December 17, 2012
Why you shouldn't freak that the Mariners didn't sign Josh Hamilton
Mariners fans are legitimately butt hurt about this whole Josh Hamilton thing, and I don't exactly get why. Can I ask anyone out there in baseball land if they've ever heard a fan say something like this:
"I'm really glad we dropped over $100 million in a long contract on one position baseball player with off the field problems. This has turned out so well for our team."
Nope. Never. Nadda. Signing one prized position player to a mega contract may feel like the right thing for a team with a struggling offense to do, but historically it's not really the best move. While the Yankees and Red Sox always make those signings and they always seem to be competitive -- there's a big difference between them and the Mariners.
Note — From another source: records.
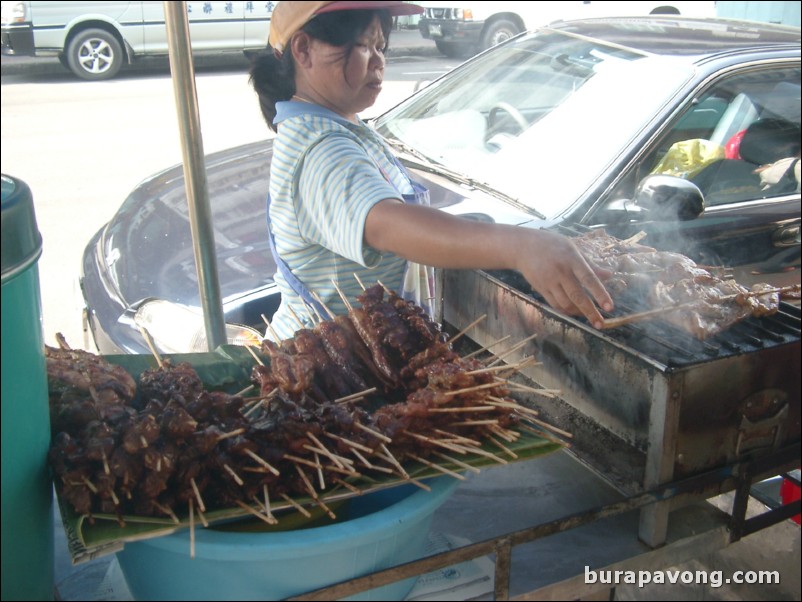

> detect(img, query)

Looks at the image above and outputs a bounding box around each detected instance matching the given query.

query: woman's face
[299,17,386,119]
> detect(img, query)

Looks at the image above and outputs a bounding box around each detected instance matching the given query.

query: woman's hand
[365,199,613,328]
[515,229,613,328]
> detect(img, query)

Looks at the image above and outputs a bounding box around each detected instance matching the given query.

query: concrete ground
[2,24,802,600]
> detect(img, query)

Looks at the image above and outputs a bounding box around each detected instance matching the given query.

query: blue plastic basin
[117,477,458,600]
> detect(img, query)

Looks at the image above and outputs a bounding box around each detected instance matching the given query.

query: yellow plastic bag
[652,138,725,178]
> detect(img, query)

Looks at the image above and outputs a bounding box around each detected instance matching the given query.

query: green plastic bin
[0,175,54,600]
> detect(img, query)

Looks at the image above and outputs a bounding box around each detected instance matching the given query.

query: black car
[81,17,800,354]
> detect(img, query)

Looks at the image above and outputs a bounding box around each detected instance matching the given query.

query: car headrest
[739,119,800,165]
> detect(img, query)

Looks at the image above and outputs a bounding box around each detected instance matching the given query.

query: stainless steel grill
[443,271,800,545]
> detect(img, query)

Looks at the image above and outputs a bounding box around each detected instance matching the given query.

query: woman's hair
[250,10,392,131]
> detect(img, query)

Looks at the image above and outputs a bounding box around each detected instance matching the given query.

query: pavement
[0,29,441,76]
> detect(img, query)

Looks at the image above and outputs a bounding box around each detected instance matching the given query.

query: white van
[416,0,716,57]
[2,1,277,80]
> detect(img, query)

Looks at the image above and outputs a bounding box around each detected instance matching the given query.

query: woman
[251,0,612,338]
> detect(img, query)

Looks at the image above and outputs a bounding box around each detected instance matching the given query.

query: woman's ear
[290,31,312,67]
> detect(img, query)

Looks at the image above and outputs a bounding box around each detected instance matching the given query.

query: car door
[586,62,800,284]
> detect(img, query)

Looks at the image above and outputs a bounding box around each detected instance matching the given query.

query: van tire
[66,29,125,81]
[434,40,472,59]
[482,19,521,50]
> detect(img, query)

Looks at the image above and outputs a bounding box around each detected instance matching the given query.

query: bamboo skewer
[287,305,314,328]
[223,464,245,487]
[153,501,181,525]
[245,449,281,476]
[334,387,377,403]
[488,333,537,367]
[189,477,206,512]
[262,485,278,524]
[443,382,500,397]
[404,431,467,454]
[312,291,337,320]
[354,422,393,443]
[331,278,354,313]
[462,334,512,360]
[260,314,281,343]
[234,385,255,397]
[487,435,518,460]
[428,406,498,414]
[602,284,799,330]
[234,500,276,525]
[324,433,373,454]
[245,345,265,366]
[189,498,195,558]
[485,396,540,416]
[139,326,164,368]
[507,381,562,399]
[332,477,362,495]
[448,314,487,345]
[409,454,465,481]
[217,428,245,443]
[522,416,574,439]
[432,451,481,474]
[314,452,326,491]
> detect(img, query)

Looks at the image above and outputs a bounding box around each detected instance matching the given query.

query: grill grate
[484,271,802,368]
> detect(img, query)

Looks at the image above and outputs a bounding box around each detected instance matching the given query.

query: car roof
[549,16,800,57]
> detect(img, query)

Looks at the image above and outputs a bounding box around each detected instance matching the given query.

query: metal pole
[164,2,226,351]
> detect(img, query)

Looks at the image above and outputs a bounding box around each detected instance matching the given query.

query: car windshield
[375,29,691,217]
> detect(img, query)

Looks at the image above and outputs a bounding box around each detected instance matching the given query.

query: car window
[376,31,692,218]
[615,66,800,207]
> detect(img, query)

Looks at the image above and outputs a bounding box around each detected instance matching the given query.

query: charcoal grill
[443,270,800,545]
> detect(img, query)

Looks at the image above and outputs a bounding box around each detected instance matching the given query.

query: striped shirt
[270,101,412,339]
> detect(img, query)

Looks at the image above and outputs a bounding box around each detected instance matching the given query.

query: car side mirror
[634,175,705,221]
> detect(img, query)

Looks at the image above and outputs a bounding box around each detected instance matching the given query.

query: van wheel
[67,29,124,80]
[434,40,471,59]
[482,19,521,50]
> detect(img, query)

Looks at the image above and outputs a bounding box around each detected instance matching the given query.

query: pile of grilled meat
[46,286,527,523]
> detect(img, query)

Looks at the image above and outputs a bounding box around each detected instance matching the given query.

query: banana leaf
[56,346,563,564]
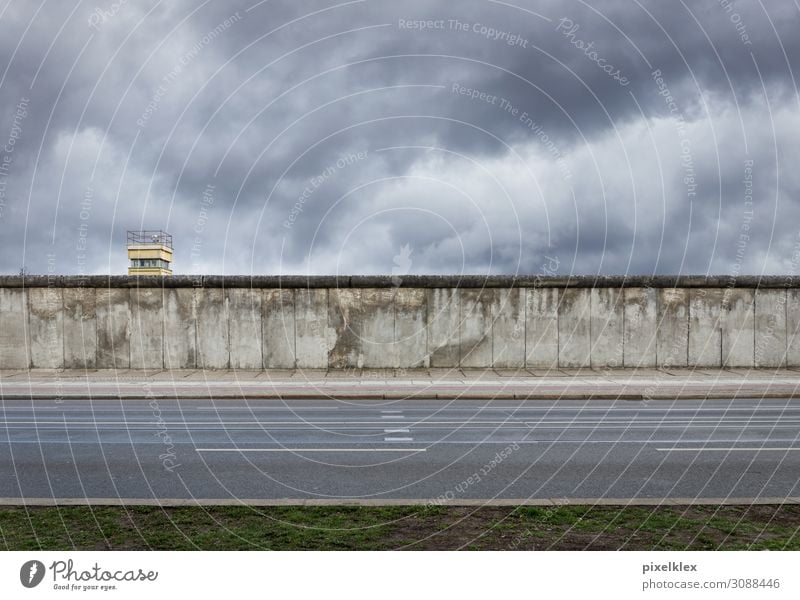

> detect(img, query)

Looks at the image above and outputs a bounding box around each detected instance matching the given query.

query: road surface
[0,399,800,503]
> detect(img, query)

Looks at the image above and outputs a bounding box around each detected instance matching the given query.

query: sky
[0,0,800,276]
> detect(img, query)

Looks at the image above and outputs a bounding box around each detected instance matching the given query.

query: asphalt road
[0,399,800,502]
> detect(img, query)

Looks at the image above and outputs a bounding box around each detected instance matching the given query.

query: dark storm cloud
[0,0,800,274]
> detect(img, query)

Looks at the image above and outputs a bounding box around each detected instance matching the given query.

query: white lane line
[656,447,800,452]
[195,448,426,453]
[198,406,339,413]
[6,415,800,427]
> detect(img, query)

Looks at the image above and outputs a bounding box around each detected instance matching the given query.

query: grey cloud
[0,0,800,273]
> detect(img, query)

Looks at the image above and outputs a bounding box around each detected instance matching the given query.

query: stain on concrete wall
[425,288,461,367]
[558,288,592,368]
[525,288,561,369]
[656,288,689,369]
[28,288,64,369]
[62,288,97,369]
[622,288,658,367]
[95,288,131,369]
[262,290,295,369]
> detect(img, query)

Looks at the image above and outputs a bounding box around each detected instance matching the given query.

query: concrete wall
[0,277,800,370]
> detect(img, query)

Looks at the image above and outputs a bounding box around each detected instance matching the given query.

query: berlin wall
[0,276,800,370]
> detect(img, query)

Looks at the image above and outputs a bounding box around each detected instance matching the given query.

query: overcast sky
[0,0,800,275]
The Red Sox and Yankees (the Angels too) can continue to make these big splash signings because they can afford for a couple of these contracts not to pan out. I can't tell you how much garbage is on the Red Sox roster or was on the roster last season. Anyone will tell you that the Yankees lineup is strong but also overpriced ( and aging). But they can afford to do those things, they're making lots and lots of money.
Sometimes it blows up in their faces. Sometimes it doesn't work. The point is though, they can reload quicker than Seattle if it blows up.
The Mariners have money but not a big pile like those bigger markets. They can make a free agent signing but it's going to be like when Texas signed A-Rod. One high-priced star with a bunch of nobodies. Team in hamstrung for years.
And that's not what Safeco needs right now. They keep losing and losing fans. They need a good team. Better to pick up three or four guys that can hit the ball well, not just put up stats like Josh Hamilton.
Seriously, get three guys that can hit .280 (which Hamilton didn't do last season) and you can do it for cheaper than $125 mil. Chances are that player won't be taking body shots at a bar anytime soon either.
Hand Hamilton a fatty contract, after he's already proven to have relapses and slump on several occasions should be a red flag. I don't get why this isn't a bigger deal for people. The guy had a bad second half of the 2012 season and he's got some tread on those tires after years of drug abuse. People talk about how expecting Pujols to have ten more great years is kind of stretching, how about a guy that's 31 and was a drug addict? Body breaks down if you don't treat it right even if you turn it around (which he has done).
And he's shown that off-the-field matters show up on the field. He blamed his slump on trying to quit chewing, which if it's true, means he doesn't quite have the mental concentration you would hope to have from somebody who's making 125 million.
A big free agent slugger is never what you need when building up the team and it's certainly not what the Mariners need. More offense? Yes, but not for that price tag.